第4話 神様の力

「…――――――――んんっ」


 目を開けると、視界に広がるのは見慣れない天井と、自分を囲うベージュのカーテンだった。


 ここ、どこだ? それに、この独特な匂いは……。


 そんなことをぼーっと考えながら横を見ると、


「え――」


 天霧さんがベッドの横にあるパイプ椅子に座って、小説を読んでいた。


「あっ、目が覚めましたか?」

「!! は……はい……」


 俺が体を起こそうとすると、そっと背中に手を回してきた。


 その気遣いにまた心がトクンっと高鳴る。


「あ、ありがとうございます……」

「いえいえ、まだ眠ってなくて大丈夫ですか?」

「これくらい、大丈夫です……。それであの、ここは……」

「保健室です。
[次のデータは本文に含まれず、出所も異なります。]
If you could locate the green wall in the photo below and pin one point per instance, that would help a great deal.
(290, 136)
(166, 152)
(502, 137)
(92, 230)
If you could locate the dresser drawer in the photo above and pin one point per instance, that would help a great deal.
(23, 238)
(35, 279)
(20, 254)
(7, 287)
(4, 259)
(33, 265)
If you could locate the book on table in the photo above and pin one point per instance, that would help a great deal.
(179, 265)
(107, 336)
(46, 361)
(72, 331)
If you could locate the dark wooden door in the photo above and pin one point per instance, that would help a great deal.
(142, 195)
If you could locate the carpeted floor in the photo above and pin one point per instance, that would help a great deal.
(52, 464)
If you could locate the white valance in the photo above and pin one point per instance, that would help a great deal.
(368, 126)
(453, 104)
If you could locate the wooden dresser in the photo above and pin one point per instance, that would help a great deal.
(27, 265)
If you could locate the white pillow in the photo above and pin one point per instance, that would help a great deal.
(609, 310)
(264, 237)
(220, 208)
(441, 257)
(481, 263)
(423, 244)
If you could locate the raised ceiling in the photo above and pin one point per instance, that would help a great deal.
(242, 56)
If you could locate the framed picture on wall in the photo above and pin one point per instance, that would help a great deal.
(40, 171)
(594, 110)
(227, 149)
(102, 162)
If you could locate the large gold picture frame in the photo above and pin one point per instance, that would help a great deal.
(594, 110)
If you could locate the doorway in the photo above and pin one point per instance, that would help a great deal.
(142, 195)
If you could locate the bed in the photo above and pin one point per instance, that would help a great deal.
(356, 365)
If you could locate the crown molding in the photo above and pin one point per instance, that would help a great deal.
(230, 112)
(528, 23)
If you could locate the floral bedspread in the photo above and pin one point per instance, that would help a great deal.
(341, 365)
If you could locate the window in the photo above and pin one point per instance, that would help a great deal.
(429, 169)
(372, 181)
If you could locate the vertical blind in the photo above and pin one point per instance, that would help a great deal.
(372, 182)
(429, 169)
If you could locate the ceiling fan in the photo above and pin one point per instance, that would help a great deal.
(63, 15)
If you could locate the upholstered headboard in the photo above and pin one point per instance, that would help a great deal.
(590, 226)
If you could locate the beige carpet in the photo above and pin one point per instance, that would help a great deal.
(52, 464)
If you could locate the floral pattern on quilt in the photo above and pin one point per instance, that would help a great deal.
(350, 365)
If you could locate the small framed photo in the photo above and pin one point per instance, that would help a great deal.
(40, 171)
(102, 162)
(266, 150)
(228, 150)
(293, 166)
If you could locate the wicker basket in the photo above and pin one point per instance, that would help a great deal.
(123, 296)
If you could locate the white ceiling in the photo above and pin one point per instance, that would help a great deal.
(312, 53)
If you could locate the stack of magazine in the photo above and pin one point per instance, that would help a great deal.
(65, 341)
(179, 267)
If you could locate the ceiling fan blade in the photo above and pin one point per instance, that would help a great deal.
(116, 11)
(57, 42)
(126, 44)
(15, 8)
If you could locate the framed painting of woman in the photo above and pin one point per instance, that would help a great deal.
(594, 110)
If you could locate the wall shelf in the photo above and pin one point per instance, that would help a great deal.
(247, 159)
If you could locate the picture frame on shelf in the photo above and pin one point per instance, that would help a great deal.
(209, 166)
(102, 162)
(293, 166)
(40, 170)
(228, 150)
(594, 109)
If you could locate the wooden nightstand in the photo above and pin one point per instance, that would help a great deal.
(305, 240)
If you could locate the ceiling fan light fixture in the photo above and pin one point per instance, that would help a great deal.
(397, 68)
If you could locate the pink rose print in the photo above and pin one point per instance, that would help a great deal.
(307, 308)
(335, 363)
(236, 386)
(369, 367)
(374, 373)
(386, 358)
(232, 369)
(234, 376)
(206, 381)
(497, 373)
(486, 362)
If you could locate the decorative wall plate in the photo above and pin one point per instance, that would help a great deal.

あの後、先生方に手伝ってもらって、ここまで運んできたのです」

「そう、なんですか……あ」


 このとき、ふとさっきのことを思い出した。


「…………っ」


 天霧さんの前で、あんな恥ずかしいところを……それも、よりにもよってここまで運んでもらうなんて……


 すると、俺の手の甲にそっと彼女が手を重ねた。


「っ!」

「おケガがなくてよかったです」

「天霧さん……」


 俺と彼女の目が合った。


 あぁ……なんて綺麗な瞳なんだ……。


 互いになにも言わず見つめ合った。


 誰も邪魔しない、俺たちだけの空間…――


『遥香ちゃんは、そんなハナちゃんの頬に自分の手を添えた。優しく……』

「ん?」

「天道さん……」


 ……え。


 天霧さんの顔が近づいてきたと思ったら、彼女は徐に俺の頬に手を添えた。優しく……。


「………………」

「………………」


 それから時間を忘れ、お互いに見つめ合っていると、


「……あれ? どうして私……」


 天霧さんは手を離して、困惑した表情を浮かべた。


 ま、まさか……


(神様……)


『ヒュ〜ヒュ~♪』


 完全に口笛を吹いて誤魔化している。


 ……自分の思いのままということか。


「天道さん?」

「は、はいっ!?」


 今、「天道さん」って呼んだ!? そういえばさっきも呼んでたよね!?


「な、なんでしょうか……?」


 それから話を聞くと、どうやら俺が保健室に運ばれた後、クラスでは各々の自己紹介と、これからの日程の説明があったらしい。


「天道さんの紹介は、代わりに先生がしていましたよ」

「あはは……あ、そうなんですね……。あれ? ということは、今って」

「放課後です。まぁ今日は午前で終わりなのでお昼過ぎですけど」

「放課後……そうですか……」


 あちゃぁぁぁ……入学初日としては最悪だな。次に学校があるとき、行きにくいぞ……。


 すると、天霧さんはイスから立って、


「保健室の先生を呼んできますね」


 と言って扉の方に向かって歩き出したとき、あの声が聞こえた。


『――遥香ちゃんは、なにもないところで転んでしまった』


(? なにを言って…――)


「きゃっ!」


(……あっ)


『ワンピースの裾は捲れ上がり、白いレースをあしらったガーターベルトと、申し訳程度の面積しかない白のショーツが丸見えになった』


いたたた……あ、きゃぁーっ!」


 天霧さんはスカートの裾を慌てて戻すと、その場にぺたんと座り込んだ。


「…………」


 ラッキースケベな展開に喜ぶよりも前に、俺の内心はゾッとしたものを感じた。


 こっ、これが……


 ……。


 …………。


 ………………。


 それから、顔を真っ赤にした天霧さんが保健室の先生を呼び、診察を受けた。


 どうやら特に異常はないみたいだが、ちょっとでも体に異変があったらすぐに病院に行くようにとのことだった。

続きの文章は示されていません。